Obnubilé par la nécessité d’atteindre la masse critique d’utilisateurs et de transactions lui permettant d’avoir une activité viable en Afrique, le groupe californien veut ratisser large. Alors que le déficit d’infrastructures et l’engorgement de certaines villes peuvent limiter son essor, il prépare une offre qui a fait recette en Indonésie et en Inde : les courses à moto. Elle pourrait être lancée avant la fin de cette année au Rwanda, en Tanzanie et en Ouganda.

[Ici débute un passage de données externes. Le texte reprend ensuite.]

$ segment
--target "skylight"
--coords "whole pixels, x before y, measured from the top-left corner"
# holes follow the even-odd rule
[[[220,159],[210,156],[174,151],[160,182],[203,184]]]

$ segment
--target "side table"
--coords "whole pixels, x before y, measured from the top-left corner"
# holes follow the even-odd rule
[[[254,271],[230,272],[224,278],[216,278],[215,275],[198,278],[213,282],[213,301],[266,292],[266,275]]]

D’Abidjan à Nairobi, de nombreux concurrents en embuscade
Début juillet, le puissant opérateur télécom kényan Safaricom, détenu à 40 % par le britannique Vodafone, a lui aussi lancé une application de mise en relation des conducteurs de VTC et des passagers, dénommée Little Cab. Avec un modèle identique à celui d’Uber. Dans une interview accordée à Reuters, Bob Collymore, le directeur général de Safaricom, a indiqué que cette société, conjointement lancée avec le développeur local de logiciel Craft Silicon, offrira une connexion wifi aux passagers, proposera des tarifs moins élevés et reversera aux conducteurs une plus grande part du chiffre d’affaires.

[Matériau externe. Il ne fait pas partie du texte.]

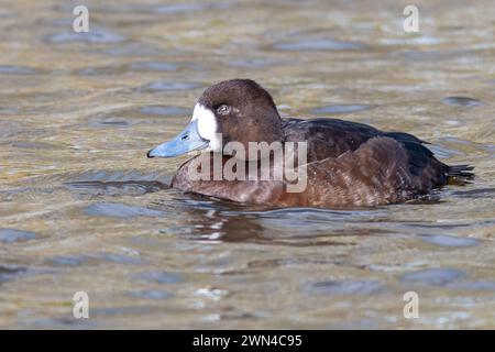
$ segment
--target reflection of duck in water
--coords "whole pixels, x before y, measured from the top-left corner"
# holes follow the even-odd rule
[[[212,170],[209,179],[191,177],[199,157],[220,161],[223,166],[229,163],[232,156],[224,148],[229,142],[238,142],[246,151],[235,158],[238,168],[239,160],[249,163],[244,158],[252,142],[306,142],[306,187],[302,191],[288,191],[293,183],[285,177],[213,179]],[[183,164],[175,175],[172,186],[184,191],[283,207],[373,206],[413,199],[446,185],[450,178],[462,180],[472,176],[472,167],[448,166],[424,143],[408,133],[382,132],[356,122],[282,119],[266,90],[253,80],[233,79],[209,87],[199,98],[186,130],[151,150],[147,156],[172,157],[208,150],[209,153]],[[270,155],[274,157],[273,153]],[[252,155],[248,158],[252,161]],[[260,165],[258,160],[254,162]],[[270,164],[271,175],[276,165]]]

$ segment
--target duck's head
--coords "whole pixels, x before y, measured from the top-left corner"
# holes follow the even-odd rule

Il n’en fallait pas plus pour mettre dans tous ses états le petit monde de l’e-commerce africain, qui voit déjà dans cette nouvelle application un sérieux rival pour le géant américain. Avec son réseau, le plus utilisé au Kenya, et sa plateforme de paiement mobile M-Pesa, qui compte plus de 20 millions d’utilisateurs, Safaricom possède de sérieux atouts pour s’imposer.

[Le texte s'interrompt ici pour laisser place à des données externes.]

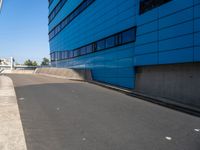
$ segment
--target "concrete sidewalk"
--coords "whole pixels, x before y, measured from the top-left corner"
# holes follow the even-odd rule
[[[13,82],[0,76],[0,150],[26,150]]]

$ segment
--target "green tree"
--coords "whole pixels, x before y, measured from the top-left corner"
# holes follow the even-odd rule
[[[49,59],[44,57],[41,63],[41,66],[48,66],[49,65]]]

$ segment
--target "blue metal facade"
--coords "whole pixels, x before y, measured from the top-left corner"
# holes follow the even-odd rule
[[[68,0],[49,31],[81,2]],[[53,0],[50,13],[58,3]],[[73,50],[134,26],[136,41],[52,65],[91,69],[97,81],[134,88],[135,67],[200,61],[200,0],[171,0],[143,14],[139,9],[140,0],[95,0],[50,40],[51,53]]]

En Afrique, d’autres acteurs concurrencent déjà Uber, dont le brésilien EasyTaxi, développé par l’incubateur Rocket Internet. Pionnier dans les services de taxis en ligne en Amérique latine, il est actif en Égypte (Le Caire, Marina), au Kenya (Nairobi), au Nigeria (Abuja, Lagos) et au Ghana (Accra). Plusieurs applications locales, de taille plus modeste, se sont aussi multipliées ces derniers temps : SnappCab en Afrique du Sud, Maramoja au Kenya et SafeBoda en Ouganda, spécialisé dans les motos-taxis et revendiquant 12 000 passagers par jour.
Cette effervescence a gagné la Côte d’Ivoire où, dans le sillage d’Izicab, né en 2015, TaxiJet, Drive et Africab se sont lancées. Comme ses concurrents, Africab salarie ses conducteurs et possède son propre parc automobile (70 voitures) – il affirme avoir conclu des partenariats avec des concessionnaires auto pour l’agrandir rapidement. Vangsy Goma, son fondateur, défend une stratégie panafricaine. Il serait en train de conclure ses premières franchises à Lomé et à Cotonou.